Figure 3: Semivariogram

Figure 4: Interpolation by IDW, january 2008

Figure 5: Interpolation by Kriging, january 2008

Figure 6: Interpolation by Spline, january 2008

On the other hand, the Spline technique also shows good performance in terms of average (54.66), but less than the Kriging value. The Spline method presented less dispersion than Kriging. Similarly, it was found that the IDW technique shows the greatest difference between the measured data and the interpolated data, in Table 1; the results of the analysis are evident.

Table 1: Statistical analysis of annual precipitation depth for 2008

Statistics Data measured IDW Spline Kriging
Mean 56.81 53.02 54.66 54.70
Median 47.1 49.04 48.40 51.04
Estándar deviation 30.51 20.12 20.99 16.26
Minimun 10.50 25.10 27.40 34.12

For the analysis of the interpolation of annual precipitation, it was determined that the kriging technique is the best fit in the statistical analysis of data, since the mean with the Kriging technique has a more appropriate behavior than the other two evaluated techniques.

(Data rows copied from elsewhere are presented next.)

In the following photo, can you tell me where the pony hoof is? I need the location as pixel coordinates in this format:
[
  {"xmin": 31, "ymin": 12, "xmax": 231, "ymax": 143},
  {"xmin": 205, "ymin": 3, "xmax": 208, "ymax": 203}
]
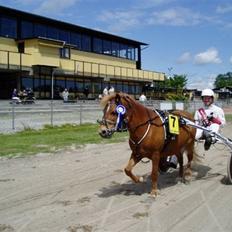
[
  {"xmin": 151, "ymin": 189, "xmax": 159, "ymax": 198},
  {"xmin": 184, "ymin": 176, "xmax": 191, "ymax": 184}
]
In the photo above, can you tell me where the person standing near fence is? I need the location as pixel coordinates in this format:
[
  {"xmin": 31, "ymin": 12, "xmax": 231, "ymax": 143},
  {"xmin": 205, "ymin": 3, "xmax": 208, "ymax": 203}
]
[
  {"xmin": 109, "ymin": 86, "xmax": 114, "ymax": 95},
  {"xmin": 62, "ymin": 88, "xmax": 69, "ymax": 102},
  {"xmin": 11, "ymin": 89, "xmax": 21, "ymax": 103},
  {"xmin": 102, "ymin": 87, "xmax": 109, "ymax": 97}
]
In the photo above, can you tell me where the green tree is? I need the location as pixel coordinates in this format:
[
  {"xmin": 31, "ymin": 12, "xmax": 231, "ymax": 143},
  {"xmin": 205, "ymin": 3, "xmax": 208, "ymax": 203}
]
[
  {"xmin": 214, "ymin": 72, "xmax": 232, "ymax": 88},
  {"xmin": 165, "ymin": 74, "xmax": 188, "ymax": 90}
]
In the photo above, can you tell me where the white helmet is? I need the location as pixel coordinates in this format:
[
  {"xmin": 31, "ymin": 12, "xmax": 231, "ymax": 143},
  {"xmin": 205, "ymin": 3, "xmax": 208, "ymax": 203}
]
[{"xmin": 201, "ymin": 89, "xmax": 214, "ymax": 97}]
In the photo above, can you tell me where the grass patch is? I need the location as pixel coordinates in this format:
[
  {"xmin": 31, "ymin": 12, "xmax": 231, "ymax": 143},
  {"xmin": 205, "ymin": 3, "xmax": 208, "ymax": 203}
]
[
  {"xmin": 0, "ymin": 124, "xmax": 128, "ymax": 157},
  {"xmin": 225, "ymin": 114, "xmax": 232, "ymax": 122}
]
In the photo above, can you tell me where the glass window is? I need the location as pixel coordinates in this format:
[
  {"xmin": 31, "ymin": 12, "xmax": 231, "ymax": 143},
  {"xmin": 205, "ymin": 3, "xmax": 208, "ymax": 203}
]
[
  {"xmin": 56, "ymin": 77, "xmax": 65, "ymax": 91},
  {"xmin": 93, "ymin": 38, "xmax": 102, "ymax": 53},
  {"xmin": 21, "ymin": 21, "xmax": 33, "ymax": 38},
  {"xmin": 112, "ymin": 42, "xmax": 119, "ymax": 56},
  {"xmin": 60, "ymin": 47, "xmax": 70, "ymax": 59},
  {"xmin": 66, "ymin": 78, "xmax": 76, "ymax": 92},
  {"xmin": 47, "ymin": 27, "xmax": 59, "ymax": 40},
  {"xmin": 21, "ymin": 77, "xmax": 33, "ymax": 90},
  {"xmin": 18, "ymin": 42, "xmax": 25, "ymax": 53},
  {"xmin": 93, "ymin": 82, "xmax": 101, "ymax": 94},
  {"xmin": 76, "ymin": 80, "xmax": 84, "ymax": 92},
  {"xmin": 123, "ymin": 82, "xmax": 129, "ymax": 93},
  {"xmin": 34, "ymin": 77, "xmax": 40, "ymax": 91},
  {"xmin": 0, "ymin": 16, "xmax": 17, "ymax": 38},
  {"xmin": 59, "ymin": 30, "xmax": 70, "ymax": 43},
  {"xmin": 127, "ymin": 47, "xmax": 135, "ymax": 60},
  {"xmin": 103, "ymin": 40, "xmax": 111, "ymax": 55},
  {"xmin": 70, "ymin": 32, "xmax": 81, "ymax": 49},
  {"xmin": 81, "ymin": 35, "xmax": 91, "ymax": 52},
  {"xmin": 34, "ymin": 24, "xmax": 47, "ymax": 37},
  {"xmin": 120, "ymin": 44, "xmax": 127, "ymax": 58}
]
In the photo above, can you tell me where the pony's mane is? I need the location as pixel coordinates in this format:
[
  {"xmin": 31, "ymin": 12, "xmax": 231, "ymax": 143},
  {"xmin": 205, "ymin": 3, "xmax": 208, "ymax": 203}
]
[{"xmin": 100, "ymin": 92, "xmax": 136, "ymax": 108}]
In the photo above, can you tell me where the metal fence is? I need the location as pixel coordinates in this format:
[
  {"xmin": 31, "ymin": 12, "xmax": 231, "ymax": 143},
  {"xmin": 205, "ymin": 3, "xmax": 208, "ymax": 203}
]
[{"xmin": 0, "ymin": 99, "xmax": 231, "ymax": 133}]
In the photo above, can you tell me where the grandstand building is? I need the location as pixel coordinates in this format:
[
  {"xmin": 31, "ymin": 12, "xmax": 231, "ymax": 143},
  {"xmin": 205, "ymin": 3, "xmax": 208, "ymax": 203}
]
[{"xmin": 0, "ymin": 6, "xmax": 164, "ymax": 99}]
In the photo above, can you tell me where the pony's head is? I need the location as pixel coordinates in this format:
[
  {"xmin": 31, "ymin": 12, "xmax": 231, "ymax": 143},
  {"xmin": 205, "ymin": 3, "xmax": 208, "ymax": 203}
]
[{"xmin": 98, "ymin": 93, "xmax": 130, "ymax": 138}]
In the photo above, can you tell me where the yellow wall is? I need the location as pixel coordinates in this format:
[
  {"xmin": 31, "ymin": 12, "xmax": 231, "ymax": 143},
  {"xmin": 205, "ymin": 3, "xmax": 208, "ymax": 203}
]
[
  {"xmin": 0, "ymin": 37, "xmax": 164, "ymax": 81},
  {"xmin": 0, "ymin": 37, "xmax": 18, "ymax": 52},
  {"xmin": 71, "ymin": 50, "xmax": 136, "ymax": 69}
]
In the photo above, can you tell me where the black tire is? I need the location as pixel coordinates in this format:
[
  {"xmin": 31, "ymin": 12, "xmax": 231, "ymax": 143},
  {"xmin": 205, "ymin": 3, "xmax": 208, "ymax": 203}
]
[{"xmin": 227, "ymin": 152, "xmax": 232, "ymax": 184}]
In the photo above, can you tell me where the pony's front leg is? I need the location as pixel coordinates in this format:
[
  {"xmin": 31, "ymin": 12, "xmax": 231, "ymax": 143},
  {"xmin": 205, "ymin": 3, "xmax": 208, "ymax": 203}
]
[
  {"xmin": 151, "ymin": 152, "xmax": 160, "ymax": 197},
  {"xmin": 124, "ymin": 153, "xmax": 143, "ymax": 183}
]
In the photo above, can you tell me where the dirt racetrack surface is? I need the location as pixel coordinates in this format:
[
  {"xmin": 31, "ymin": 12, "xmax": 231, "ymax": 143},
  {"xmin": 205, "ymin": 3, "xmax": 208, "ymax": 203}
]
[{"xmin": 0, "ymin": 124, "xmax": 232, "ymax": 232}]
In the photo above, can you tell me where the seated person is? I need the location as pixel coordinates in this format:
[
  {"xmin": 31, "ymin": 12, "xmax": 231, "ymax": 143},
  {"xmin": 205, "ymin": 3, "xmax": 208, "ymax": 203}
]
[{"xmin": 194, "ymin": 89, "xmax": 226, "ymax": 150}]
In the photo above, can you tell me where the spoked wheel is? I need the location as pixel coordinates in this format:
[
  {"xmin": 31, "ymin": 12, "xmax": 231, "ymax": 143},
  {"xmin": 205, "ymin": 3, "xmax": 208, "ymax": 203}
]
[{"xmin": 227, "ymin": 152, "xmax": 232, "ymax": 184}]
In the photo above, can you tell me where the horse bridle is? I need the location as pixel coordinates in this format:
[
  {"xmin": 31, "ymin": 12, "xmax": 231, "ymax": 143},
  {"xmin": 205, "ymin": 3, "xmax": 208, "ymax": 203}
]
[{"xmin": 97, "ymin": 103, "xmax": 126, "ymax": 136}]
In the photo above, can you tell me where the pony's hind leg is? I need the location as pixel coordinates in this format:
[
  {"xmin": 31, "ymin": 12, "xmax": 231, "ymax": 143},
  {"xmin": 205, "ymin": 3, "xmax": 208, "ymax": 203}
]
[
  {"xmin": 177, "ymin": 153, "xmax": 184, "ymax": 178},
  {"xmin": 151, "ymin": 152, "xmax": 160, "ymax": 197},
  {"xmin": 183, "ymin": 147, "xmax": 193, "ymax": 183},
  {"xmin": 124, "ymin": 153, "xmax": 143, "ymax": 183}
]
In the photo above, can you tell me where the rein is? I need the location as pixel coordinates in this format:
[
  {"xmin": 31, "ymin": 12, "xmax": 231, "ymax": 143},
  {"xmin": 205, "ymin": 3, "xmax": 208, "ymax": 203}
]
[{"xmin": 129, "ymin": 109, "xmax": 163, "ymax": 146}]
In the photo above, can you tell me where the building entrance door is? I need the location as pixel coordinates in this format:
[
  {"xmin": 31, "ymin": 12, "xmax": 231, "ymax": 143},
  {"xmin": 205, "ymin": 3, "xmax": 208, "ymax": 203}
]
[{"xmin": 0, "ymin": 72, "xmax": 17, "ymax": 99}]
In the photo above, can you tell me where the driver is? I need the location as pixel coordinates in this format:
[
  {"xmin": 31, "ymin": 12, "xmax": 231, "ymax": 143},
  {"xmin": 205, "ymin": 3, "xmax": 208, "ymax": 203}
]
[
  {"xmin": 194, "ymin": 89, "xmax": 226, "ymax": 150},
  {"xmin": 167, "ymin": 89, "xmax": 226, "ymax": 171}
]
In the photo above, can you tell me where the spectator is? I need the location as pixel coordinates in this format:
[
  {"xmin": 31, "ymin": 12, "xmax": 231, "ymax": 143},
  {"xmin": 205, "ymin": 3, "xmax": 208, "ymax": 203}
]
[
  {"xmin": 83, "ymin": 86, "xmax": 89, "ymax": 99},
  {"xmin": 11, "ymin": 89, "xmax": 21, "ymax": 103},
  {"xmin": 103, "ymin": 87, "xmax": 109, "ymax": 97},
  {"xmin": 108, "ymin": 86, "xmax": 114, "ymax": 95},
  {"xmin": 139, "ymin": 93, "xmax": 147, "ymax": 102},
  {"xmin": 62, "ymin": 88, "xmax": 69, "ymax": 102}
]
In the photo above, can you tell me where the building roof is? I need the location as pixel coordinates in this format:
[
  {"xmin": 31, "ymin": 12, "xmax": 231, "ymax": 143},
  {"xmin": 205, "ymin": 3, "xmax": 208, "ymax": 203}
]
[{"xmin": 0, "ymin": 6, "xmax": 148, "ymax": 46}]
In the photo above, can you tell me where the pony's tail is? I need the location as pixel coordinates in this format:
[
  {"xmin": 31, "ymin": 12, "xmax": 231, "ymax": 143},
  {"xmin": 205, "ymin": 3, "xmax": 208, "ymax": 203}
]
[{"xmin": 193, "ymin": 147, "xmax": 203, "ymax": 164}]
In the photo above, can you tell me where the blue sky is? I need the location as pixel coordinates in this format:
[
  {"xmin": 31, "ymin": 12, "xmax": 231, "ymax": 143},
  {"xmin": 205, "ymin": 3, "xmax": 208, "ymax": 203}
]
[{"xmin": 0, "ymin": 0, "xmax": 232, "ymax": 89}]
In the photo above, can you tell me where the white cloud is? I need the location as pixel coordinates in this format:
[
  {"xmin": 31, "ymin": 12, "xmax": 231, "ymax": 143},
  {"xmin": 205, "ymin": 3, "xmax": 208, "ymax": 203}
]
[
  {"xmin": 194, "ymin": 48, "xmax": 222, "ymax": 64},
  {"xmin": 36, "ymin": 0, "xmax": 78, "ymax": 14},
  {"xmin": 147, "ymin": 7, "xmax": 202, "ymax": 26},
  {"xmin": 98, "ymin": 10, "xmax": 142, "ymax": 32},
  {"xmin": 177, "ymin": 52, "xmax": 191, "ymax": 64},
  {"xmin": 216, "ymin": 4, "xmax": 232, "ymax": 14}
]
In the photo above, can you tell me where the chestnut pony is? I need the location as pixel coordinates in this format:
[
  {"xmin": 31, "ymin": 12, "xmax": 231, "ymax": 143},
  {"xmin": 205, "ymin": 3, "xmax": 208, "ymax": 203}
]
[{"xmin": 99, "ymin": 93, "xmax": 196, "ymax": 196}]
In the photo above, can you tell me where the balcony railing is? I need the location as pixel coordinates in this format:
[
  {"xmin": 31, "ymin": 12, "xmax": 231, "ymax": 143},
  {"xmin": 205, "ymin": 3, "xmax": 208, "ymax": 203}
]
[{"xmin": 0, "ymin": 50, "xmax": 164, "ymax": 81}]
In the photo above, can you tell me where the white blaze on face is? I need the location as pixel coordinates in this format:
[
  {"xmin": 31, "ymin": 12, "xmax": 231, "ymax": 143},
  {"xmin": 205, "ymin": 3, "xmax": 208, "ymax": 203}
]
[{"xmin": 106, "ymin": 104, "xmax": 110, "ymax": 113}]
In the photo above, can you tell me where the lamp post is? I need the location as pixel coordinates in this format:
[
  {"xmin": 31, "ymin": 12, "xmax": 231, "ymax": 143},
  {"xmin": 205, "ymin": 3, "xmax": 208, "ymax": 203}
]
[{"xmin": 51, "ymin": 68, "xmax": 58, "ymax": 127}]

3.5. Interpolation of monthly precipitation depth.

In the case of the interpolation of the monthly precipitation depth data, the Spline technique presented better results in terms of the statistical parameters of the mean and median, compared with the other techniques, although with great closeness between each method. In the second place, the Kriging technique is found in Table 2; the results of the analysis are evident.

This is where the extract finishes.